How to Look after your Walking Stick

Your walking stick was very well made and looks really smart. How can you protect it from daily wear and tear and keep it looking good for years to come? This article discusses measures you can take to look after your walking stick.
The most perishable part of any cane is the ferrule or tip at the end, where the cane meets the ground. You can buy rubber, brass or steel ferrules depending on whether you want a firm grip (rubber) on the ground to avoid slips or a metal ferrule for dressier canes.
Rubber ferrules wear out fairly quickly (depending on how much the cane is used indoors and outdoors) so it is wise to buy a few at a time so that you always have a spare.
If you are using a walking stick as a walking aid, then checking the condition of the ferrule and replacing when it is worn is paramount to the reliability and safety of your cane.
Wooden Walking Sticks
Most walking sticks are made out of wood, a wooden handle fixed onto a wooden shaft and can therefore be looked after like any other piece of wood. Avoid leaving your stick against a radiator or any other heat output as this can cause warping or cracking. Your stick should be kept somewhere warm and dry, i.e indoors.
Always dry your stick by wiping it with a tea towel or cloth if you have been using it in wet weather and keep it clean of mud and grime by using a damp cloth to gently wipe it.
For sticks that have a varnish, you can use furniture polish or beeswax to protect the wood from time to time.
For natural sticks, that is ones with the bark still on them, apply some danish oil or furniture oil once a year with a dry cloth to keep the polished finish or just dry polish it with a cloth.
Metal Walking Canes
To look after these canes, which are mostly height adjustable, always ensure the tightening collar is re-tightened once the correct height is set.

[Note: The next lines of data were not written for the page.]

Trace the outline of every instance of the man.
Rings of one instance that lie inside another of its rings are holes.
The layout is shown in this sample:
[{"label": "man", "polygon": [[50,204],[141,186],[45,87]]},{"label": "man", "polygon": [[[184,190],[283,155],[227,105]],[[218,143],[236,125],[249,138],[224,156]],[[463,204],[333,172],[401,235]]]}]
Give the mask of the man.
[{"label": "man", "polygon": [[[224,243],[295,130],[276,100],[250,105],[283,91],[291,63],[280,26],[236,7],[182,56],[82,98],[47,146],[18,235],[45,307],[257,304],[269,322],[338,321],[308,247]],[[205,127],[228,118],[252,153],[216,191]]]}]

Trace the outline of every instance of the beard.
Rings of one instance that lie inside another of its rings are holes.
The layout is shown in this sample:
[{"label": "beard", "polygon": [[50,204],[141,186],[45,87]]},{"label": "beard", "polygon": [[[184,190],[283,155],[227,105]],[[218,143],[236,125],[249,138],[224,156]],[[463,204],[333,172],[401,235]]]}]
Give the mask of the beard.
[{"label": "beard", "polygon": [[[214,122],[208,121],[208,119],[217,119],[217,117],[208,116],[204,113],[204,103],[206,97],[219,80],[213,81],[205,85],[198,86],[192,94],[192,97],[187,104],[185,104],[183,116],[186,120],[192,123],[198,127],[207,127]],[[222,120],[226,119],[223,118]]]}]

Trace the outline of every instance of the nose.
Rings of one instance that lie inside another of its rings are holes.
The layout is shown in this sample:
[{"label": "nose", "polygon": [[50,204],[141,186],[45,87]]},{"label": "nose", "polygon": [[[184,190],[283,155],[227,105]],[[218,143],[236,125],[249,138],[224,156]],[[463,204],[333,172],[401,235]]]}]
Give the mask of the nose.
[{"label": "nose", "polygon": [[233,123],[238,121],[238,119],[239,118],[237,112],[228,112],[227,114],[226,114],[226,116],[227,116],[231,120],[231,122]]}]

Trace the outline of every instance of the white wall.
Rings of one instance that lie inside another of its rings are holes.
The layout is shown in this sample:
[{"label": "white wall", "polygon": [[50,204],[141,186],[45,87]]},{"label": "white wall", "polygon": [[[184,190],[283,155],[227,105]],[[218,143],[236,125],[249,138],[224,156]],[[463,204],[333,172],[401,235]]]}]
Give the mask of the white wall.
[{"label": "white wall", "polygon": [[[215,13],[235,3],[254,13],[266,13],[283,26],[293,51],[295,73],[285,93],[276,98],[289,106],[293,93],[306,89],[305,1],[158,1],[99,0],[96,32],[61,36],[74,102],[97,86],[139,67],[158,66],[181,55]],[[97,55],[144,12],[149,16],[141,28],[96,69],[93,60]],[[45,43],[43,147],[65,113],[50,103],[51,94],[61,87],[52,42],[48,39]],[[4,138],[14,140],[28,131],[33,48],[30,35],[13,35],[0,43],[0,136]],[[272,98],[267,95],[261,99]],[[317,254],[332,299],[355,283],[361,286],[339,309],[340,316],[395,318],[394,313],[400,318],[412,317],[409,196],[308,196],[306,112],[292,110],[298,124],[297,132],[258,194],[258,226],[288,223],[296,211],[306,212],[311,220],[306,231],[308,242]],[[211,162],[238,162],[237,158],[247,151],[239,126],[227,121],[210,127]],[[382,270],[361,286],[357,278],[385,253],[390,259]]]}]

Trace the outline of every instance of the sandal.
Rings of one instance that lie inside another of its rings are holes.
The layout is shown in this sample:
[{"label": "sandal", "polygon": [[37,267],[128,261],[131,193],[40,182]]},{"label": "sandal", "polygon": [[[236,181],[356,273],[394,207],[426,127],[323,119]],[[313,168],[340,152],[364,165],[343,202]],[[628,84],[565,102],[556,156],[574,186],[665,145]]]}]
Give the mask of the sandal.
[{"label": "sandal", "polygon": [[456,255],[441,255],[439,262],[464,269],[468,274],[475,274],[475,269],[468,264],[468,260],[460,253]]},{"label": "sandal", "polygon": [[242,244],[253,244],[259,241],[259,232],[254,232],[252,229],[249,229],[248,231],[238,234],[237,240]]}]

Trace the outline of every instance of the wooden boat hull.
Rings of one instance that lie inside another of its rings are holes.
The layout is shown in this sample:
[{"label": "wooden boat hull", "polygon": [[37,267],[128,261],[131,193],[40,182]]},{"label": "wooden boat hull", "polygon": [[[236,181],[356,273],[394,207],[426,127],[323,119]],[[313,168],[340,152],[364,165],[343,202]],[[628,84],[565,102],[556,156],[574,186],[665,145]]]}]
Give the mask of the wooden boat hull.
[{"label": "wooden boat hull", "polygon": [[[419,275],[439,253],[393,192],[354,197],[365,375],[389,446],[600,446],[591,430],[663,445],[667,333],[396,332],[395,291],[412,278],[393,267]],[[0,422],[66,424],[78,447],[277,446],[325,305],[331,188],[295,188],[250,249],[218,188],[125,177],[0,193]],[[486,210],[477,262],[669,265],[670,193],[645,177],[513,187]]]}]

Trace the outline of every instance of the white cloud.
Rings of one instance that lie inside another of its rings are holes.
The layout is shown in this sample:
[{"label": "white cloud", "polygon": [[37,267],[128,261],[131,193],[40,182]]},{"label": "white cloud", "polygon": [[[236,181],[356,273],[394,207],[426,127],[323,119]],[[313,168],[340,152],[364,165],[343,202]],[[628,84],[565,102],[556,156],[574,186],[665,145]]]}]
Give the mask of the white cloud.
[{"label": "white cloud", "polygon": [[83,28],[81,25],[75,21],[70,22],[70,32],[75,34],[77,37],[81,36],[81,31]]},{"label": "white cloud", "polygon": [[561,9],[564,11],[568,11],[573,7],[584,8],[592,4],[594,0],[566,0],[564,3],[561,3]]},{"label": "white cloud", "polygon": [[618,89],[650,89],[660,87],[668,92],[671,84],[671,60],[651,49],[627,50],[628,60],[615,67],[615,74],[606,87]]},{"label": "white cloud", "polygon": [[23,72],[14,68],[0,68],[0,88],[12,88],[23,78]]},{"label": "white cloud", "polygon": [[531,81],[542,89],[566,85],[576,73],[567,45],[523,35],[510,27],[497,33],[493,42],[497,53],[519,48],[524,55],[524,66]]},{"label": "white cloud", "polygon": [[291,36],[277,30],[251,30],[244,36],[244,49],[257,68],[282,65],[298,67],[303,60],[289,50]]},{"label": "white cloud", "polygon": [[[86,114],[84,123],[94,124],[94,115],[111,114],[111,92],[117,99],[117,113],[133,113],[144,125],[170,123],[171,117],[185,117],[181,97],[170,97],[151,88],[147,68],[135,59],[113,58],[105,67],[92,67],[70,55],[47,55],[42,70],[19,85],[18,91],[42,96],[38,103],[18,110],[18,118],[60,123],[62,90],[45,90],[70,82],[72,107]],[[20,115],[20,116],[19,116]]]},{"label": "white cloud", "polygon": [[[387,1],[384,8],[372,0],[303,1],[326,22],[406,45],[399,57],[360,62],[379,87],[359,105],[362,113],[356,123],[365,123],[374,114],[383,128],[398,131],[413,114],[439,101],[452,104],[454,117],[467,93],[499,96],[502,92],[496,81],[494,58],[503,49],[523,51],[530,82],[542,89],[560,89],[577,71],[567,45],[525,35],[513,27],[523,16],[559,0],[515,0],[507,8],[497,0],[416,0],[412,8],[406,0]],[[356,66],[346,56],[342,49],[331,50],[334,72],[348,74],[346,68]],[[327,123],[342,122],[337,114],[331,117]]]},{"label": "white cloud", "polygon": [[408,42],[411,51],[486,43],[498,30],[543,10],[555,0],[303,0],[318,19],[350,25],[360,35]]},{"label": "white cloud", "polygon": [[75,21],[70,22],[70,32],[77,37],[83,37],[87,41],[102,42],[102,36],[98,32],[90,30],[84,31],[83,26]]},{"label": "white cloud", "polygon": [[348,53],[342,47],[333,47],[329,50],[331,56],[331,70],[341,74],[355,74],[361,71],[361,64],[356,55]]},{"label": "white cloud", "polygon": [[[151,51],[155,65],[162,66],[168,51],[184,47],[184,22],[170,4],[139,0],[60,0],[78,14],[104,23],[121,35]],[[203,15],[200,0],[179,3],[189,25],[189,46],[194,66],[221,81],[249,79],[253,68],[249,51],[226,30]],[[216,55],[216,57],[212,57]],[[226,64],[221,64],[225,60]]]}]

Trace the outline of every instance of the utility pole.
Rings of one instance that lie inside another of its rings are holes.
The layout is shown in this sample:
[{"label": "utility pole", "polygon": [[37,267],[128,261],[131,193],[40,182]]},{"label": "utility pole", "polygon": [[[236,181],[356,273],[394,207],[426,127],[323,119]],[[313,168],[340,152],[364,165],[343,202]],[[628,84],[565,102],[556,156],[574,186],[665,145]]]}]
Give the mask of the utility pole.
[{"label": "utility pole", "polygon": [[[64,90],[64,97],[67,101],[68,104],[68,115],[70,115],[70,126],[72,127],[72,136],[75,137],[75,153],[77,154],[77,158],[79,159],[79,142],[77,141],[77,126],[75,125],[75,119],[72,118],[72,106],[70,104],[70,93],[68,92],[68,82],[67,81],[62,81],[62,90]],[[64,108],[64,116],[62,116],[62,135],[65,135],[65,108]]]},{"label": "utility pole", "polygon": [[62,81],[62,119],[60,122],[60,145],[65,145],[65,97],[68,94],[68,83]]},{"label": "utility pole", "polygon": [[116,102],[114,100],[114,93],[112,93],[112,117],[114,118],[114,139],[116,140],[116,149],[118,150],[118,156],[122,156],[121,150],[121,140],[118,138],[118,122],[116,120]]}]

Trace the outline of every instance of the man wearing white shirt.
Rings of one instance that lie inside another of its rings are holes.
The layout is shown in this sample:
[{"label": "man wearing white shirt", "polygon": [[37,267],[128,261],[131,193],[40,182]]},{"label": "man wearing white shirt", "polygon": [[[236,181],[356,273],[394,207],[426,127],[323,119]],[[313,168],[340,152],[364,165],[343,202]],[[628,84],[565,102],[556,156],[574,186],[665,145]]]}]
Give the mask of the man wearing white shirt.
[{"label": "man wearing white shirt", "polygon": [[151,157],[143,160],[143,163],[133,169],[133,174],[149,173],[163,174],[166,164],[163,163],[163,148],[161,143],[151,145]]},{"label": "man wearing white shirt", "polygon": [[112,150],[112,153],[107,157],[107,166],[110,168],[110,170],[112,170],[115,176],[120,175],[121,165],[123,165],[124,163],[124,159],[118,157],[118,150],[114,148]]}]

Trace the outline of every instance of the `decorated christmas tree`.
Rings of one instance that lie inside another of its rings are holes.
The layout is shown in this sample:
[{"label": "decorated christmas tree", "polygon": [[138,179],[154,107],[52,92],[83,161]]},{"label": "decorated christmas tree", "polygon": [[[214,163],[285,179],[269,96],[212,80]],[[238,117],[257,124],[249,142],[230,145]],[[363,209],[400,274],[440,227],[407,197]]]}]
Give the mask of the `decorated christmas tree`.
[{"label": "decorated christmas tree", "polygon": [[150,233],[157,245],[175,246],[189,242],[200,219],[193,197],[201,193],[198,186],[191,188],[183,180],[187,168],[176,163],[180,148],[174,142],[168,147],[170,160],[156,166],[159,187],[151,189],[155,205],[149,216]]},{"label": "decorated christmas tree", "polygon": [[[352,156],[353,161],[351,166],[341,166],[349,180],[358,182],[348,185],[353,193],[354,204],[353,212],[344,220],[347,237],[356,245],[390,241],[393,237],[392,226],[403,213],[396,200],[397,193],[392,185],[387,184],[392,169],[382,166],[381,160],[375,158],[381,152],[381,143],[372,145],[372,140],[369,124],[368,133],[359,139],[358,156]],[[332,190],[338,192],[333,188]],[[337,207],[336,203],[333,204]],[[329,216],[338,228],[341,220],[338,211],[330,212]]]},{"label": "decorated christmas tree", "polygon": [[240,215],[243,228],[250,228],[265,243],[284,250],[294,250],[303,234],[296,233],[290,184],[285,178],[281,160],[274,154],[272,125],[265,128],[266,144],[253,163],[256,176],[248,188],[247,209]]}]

This will prevent wear and tear on the joint and stop any clicks or rattles. It will also make the cane more secure. Most folding canes you can buy are made from aluminium so the same care applies to them too.
Dropping your Walking Stick
Most walking sticks will survive the occasional fall now and again quite well but the ones that will be damaged are the collectible type with resin toppers such as our Sherlock Holmes cane with the moulded resin handle. You can avoid dropping your stick by purchasing a cane
holder, a wrist strap or a WalkingStickMate TM. Any of these products are designed to keep the stick in place so that it doesn’t fall onto the floor.
Probably the most common mistake is leaning a walking cane against a table edge, only to hear it clatter to the floor! Any of the accessories mentioned above can prevent this and they are all inexpensive and portable.
Sticks with leather handles, shafts and the leather sling seats on the shooting sticks can be cared for in the same way as any other leather products by using leather cleaners and conditioners. There are many different products out there on the market so if the leather on your shooting stick is a bit dry and stiff then use some leather food.
As leather is a natural product it can become mildewed or mouldy if left in a damp place. If it gets wet when out, it is good practice to dry it off with a dry cloth and keep indoors away from any radiators of other sources of heat. This will avoid cracks in the leather.
Apart from the collectors’ cane handles, the other types that can be easily damaged are the silver, chrome, nickel and brass plate handled canes. Particularly the silver-plated as silver is such a soft metal. The user must be careful not to scratch the handle with rings on fingers and gloves may need to be worn by some users as the reaction of the skin with the handle to cause the silver-plate layer to wear thin.
The problems with these kind of sticks are many due to the materials used but as they are meant to be used only occasionally, for weddings or other special occasions, the wear and tear can be kept to a minimum.
Repairs and Spare Parts
From time to time you may need to come back and ask us for spare parts, some of which are free and others which will need to be paid for. For example, we supply the spare flasks that hold the tipple in the tippling sticks. The handmade walking sticks can all be returned for repairs as our stick-makers are absolutely diligent about quality and they are always very shocked in the event that one of their sticks gets broken.
One stick-maker is an engineer and he always wants to find out “the how and why” any stick gets broken. His sticks are made to last a lifetime at least.
The commonest problem we hear about is leaving a walking stick behind somewhere and never seeing it again! For this problem we can only suggest the WalkingStickMate TM or a wrist strap to help NOT forgetting your stick!